Proximitized Materials

TL;DR

Proximitized materials leverage interface-induced effects in heterostructures to engineer novel properties like superconductivity and topological states, expanding material design possibilities beyond traditional methods.

Contribution

This paper introduces a systematic framework for designing materials via proximity effects, emphasizing their ability to induce properties absent in individual components.

Findings

Proximity effects enable the realization of new material properties.

Interface quality and heterostructure scaling are crucial for effective proximity effects.
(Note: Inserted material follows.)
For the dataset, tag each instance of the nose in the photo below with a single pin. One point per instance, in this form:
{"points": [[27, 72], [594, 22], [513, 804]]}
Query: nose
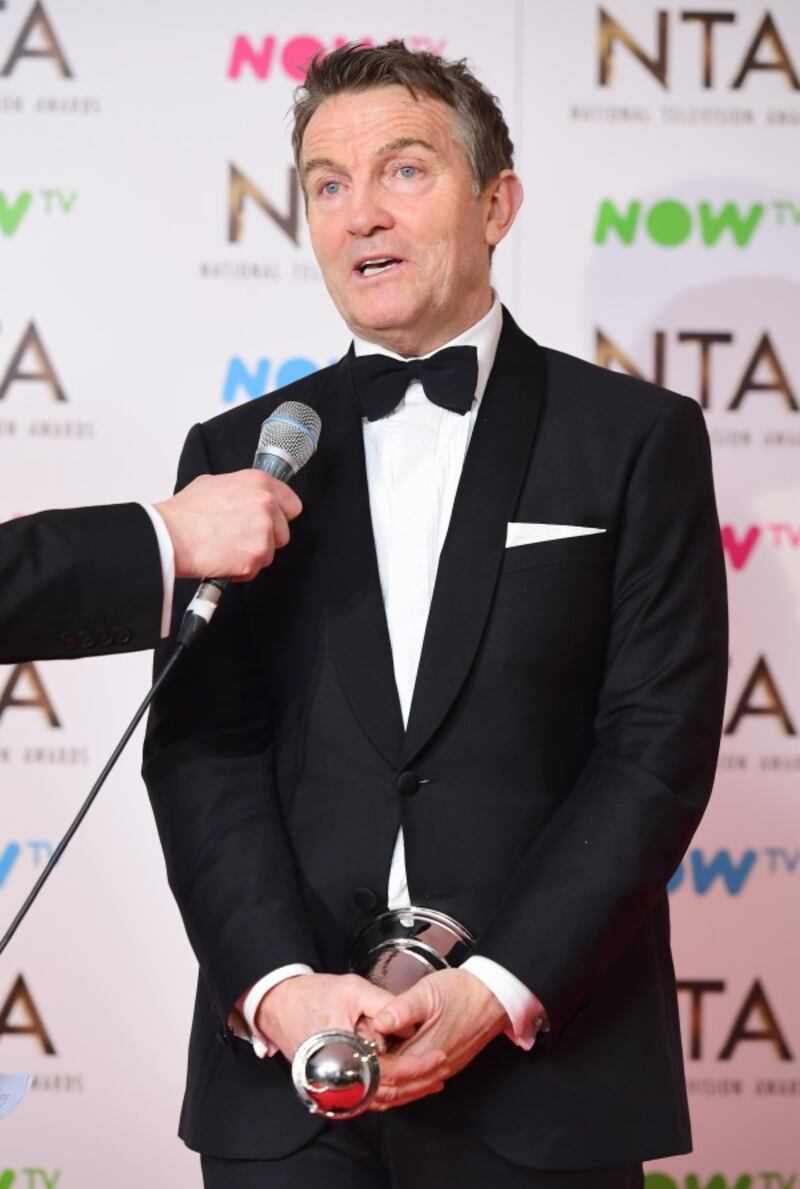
{"points": [[367, 212]]}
The principles apply broadly beyond magnetic and spin-orbit interactions.

Abstract

Advances in scaling down heterostructures and having an improved interface quality together with atomically-thin two-dimensional materials suggest a novel approach to systematically design materials. A given material can be transformed through proximity effects whereby it acquires properties of its neighbors, for example, becoming superconducting, magnetic, topologically nontrivial, or with an enhanced spin-orbit coupling. Such proximity effects not only complement the conventional methods of designing materials by doping or functionalization, but can also overcome their various limitations. In proximitized materials it is possible to realize properties that are not present in any constituent region of the considered heterostructure. While the focus is on magnetic and spin-orbit proximity effects with their applications in spintronics, the outlined principles provide also a broader framework for employing other proximity effects to tailor materials and realize novel phenomena.